Tarrant County leaders expressed concern over a recent uptick in COVID-19 cases there. They expect the numbers to climb now that some schools have reopened.

Twenty separate school districts within Tarrant County are under close watch as efforts push forward to further mitigate COVID-19.

“We do expect as these larger school districts open, we are going to get more cases,” said Tarrant County Public Health Director Dr. Vinny Taneja. “What we’re also expecting is that a lot of these districts have put in very good plans in place.”

Dr. Taneja says with more students gradually heading back to campuses, the county’s school district dashboard becomes all the more important.

He describes the tool as a valuable resource, noting districts’ are reporting detailed, useful COVID-19 information which helps the county recommend levels for safety plans.

Currently, the dashboard lists 550 cases among Tarrant County schools over the past month.

“It’s going to be hard to quantify. But I can tell you if those plans are well implemented, it’s going to be less than what it could’ve been,” Dr. Tineja said. “Some of these districts have gone all out trying to make sure there is one-way walking patterns within the schools. Kids are averted as much as they can so they don't run around all over the school like they normally do. There’s a lot of different things.”

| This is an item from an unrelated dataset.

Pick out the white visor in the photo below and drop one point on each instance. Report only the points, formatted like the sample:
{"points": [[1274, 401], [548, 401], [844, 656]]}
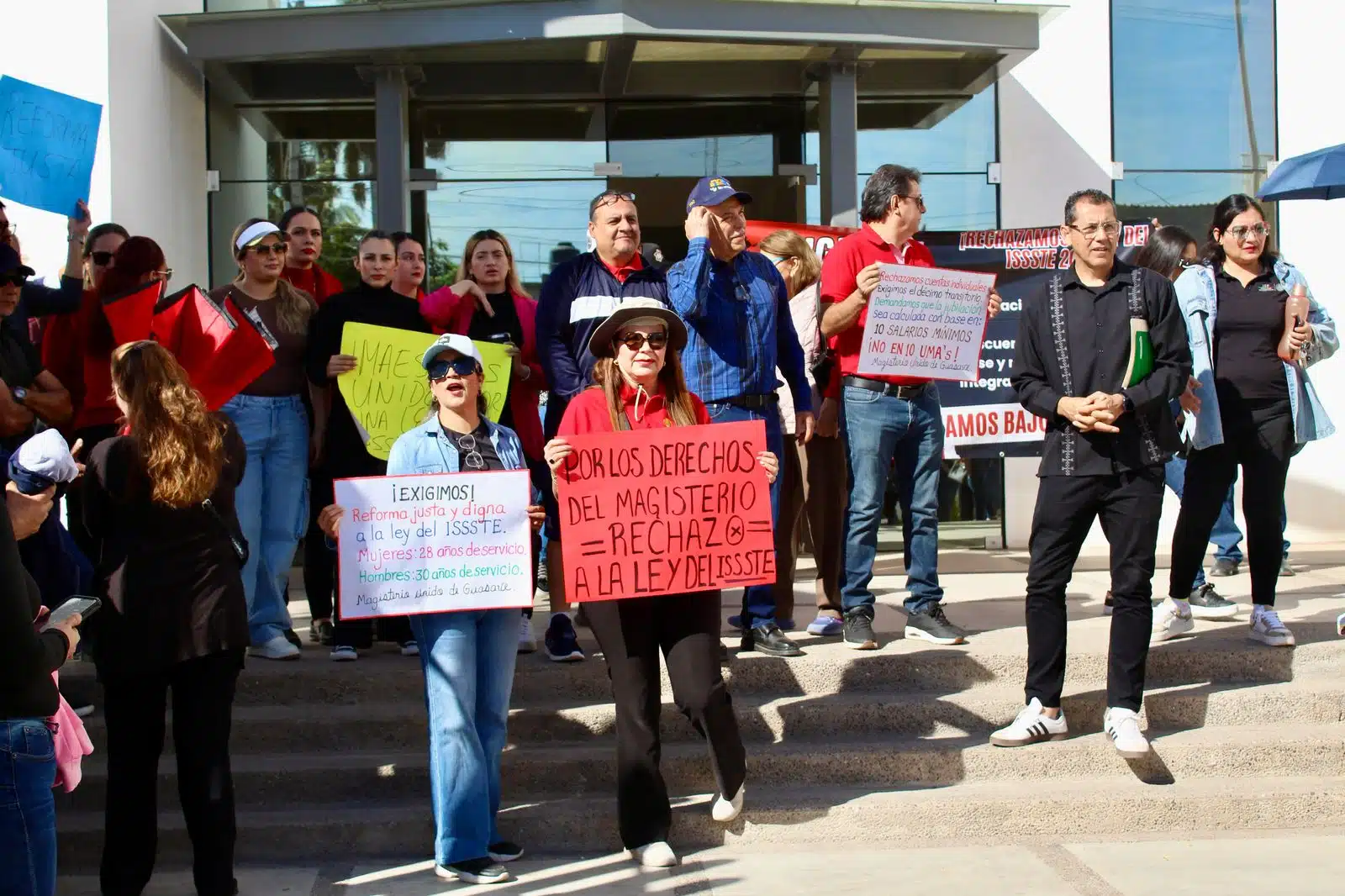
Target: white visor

Dr. Taneja says his department has roughly 20 people dedicated to assisting school nursing teams with contact tracing when cases do arise. He’s praising the flexibility districts have adopted.

“They’re allowing some to learn online and some are learning in school. There have been conversations with different schools showing one morning somebody woke up and wasn’t feeling good so they can switch to online learning,” he explained. “That kind of flexibility I think is tremendous in this environment. We need to have that. and I applaud our schools for thinking through all of that.”

Dr. Taneja also announced on Tuesday a new pilot program aimed at getting more people tested.

“We want to try it on for a couple weeks and slowly expand capacity, depending on demand,” he said.

The pilot program will allow people to self-administer tests at home. The county will start with about 50 tests per day. You can go to the county health department website to request a test.

People who participate will get the saliva test in the mail.

“With that one, you set up a Zoom call with that provider and they observe you collecting the sample and they walk you through the process of collecting the sample,” Dr. Taneja explained.

After that, you mail it to a lab for results.

Dr. Taneja says increased testing will likely be the best tool to combat the virus during the fall and winter months. He’s encouraged by plans from the federal government to distribute 150 million rapid tests across the country with results in just a few minutes.

“What I’m super excited about is this $5 test,” he said. “I can’t wait to get our hands on it because that will be the gamechanger.”

The promise of more tests come as cases and hospitalizations in Tarrant County show signs up trending upward.

On Tuesday, the county reported 488 new cases. It did not specify if some of those new cases were from a backlog.

John Peter Smith Hospital in Fort Worth saw an increase of 13 patients in less than four days.

“For about 3-4 weeks, we were flat-lining,” Dr. Taneja said. “Post-Labor Day, we were up trending on all of our indicators. Hospitalizations are going up. Case counts are going up. COVID-like illness have been trending up.”

Tarrant County has a 9.5% positivity rate. That’s higher than the statewide average at 6%.

The most recent COVID-19 forecast from UT Southwestern shows that there has been a near 30% increase in hospitalizations. The data predicts the number of overall COVID-10 patients are likely to increase over the next couple of weeks.